Fine-tuning is particularly valuable when you need the AI to adopt a specific style, follow particular rules consistently, or handle a type of content that is not well represented in general internet text. A model fine-tuned on your company's customer emails will respond in your brand voice more naturally than a general model ever could, just by prompting it differently.

The cost and complexity of fine-tuning has dropped significantly in recent years. Newer techniques allow you to adjust only a small part of the model's parameters rather than retraining the whole thing, which means companies with modest budgets can now build fine-tuned models that would have required enormous resources just a few years ago.

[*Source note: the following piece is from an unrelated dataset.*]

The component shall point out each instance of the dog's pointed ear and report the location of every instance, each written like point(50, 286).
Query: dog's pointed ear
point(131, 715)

Fine-tuning and RAG are often used together. RAG gives the model access to specific documents at the moment of answering. Fine-tuning teaches the model to behave differently - to adopt a certain style, use specific terminology correctly, or follow a particular workflow - regardless of what documents it is reading.

Analogy

A generalist consultant who spends six months embedded with a law firm. They do not forget everything they knew before. Instead, they layer real legal expertise on top of their existing skills. After the experience, they are noticeably better at legal work than they were before - even when working on cases that were not part of their training.

Real-world example

GitHub Copilot - the AI coding assistant built into many developers' tools - is built on a base AI model that was then fine-tuned on vast amounts of code. The fine-tuning is what makes it code-specific: it understands programming syntax, common patterns, and developer conventions far better than a general text model would.

Why it matters

Fine-tuning is how companies build AI products that cannot easily be copied. A model fine-tuned on years of proprietary customer conversations, internal documents, or specialised data produces better results in that domain than any generic model - and that advantage is hard for competitors to replicate without access to the same data.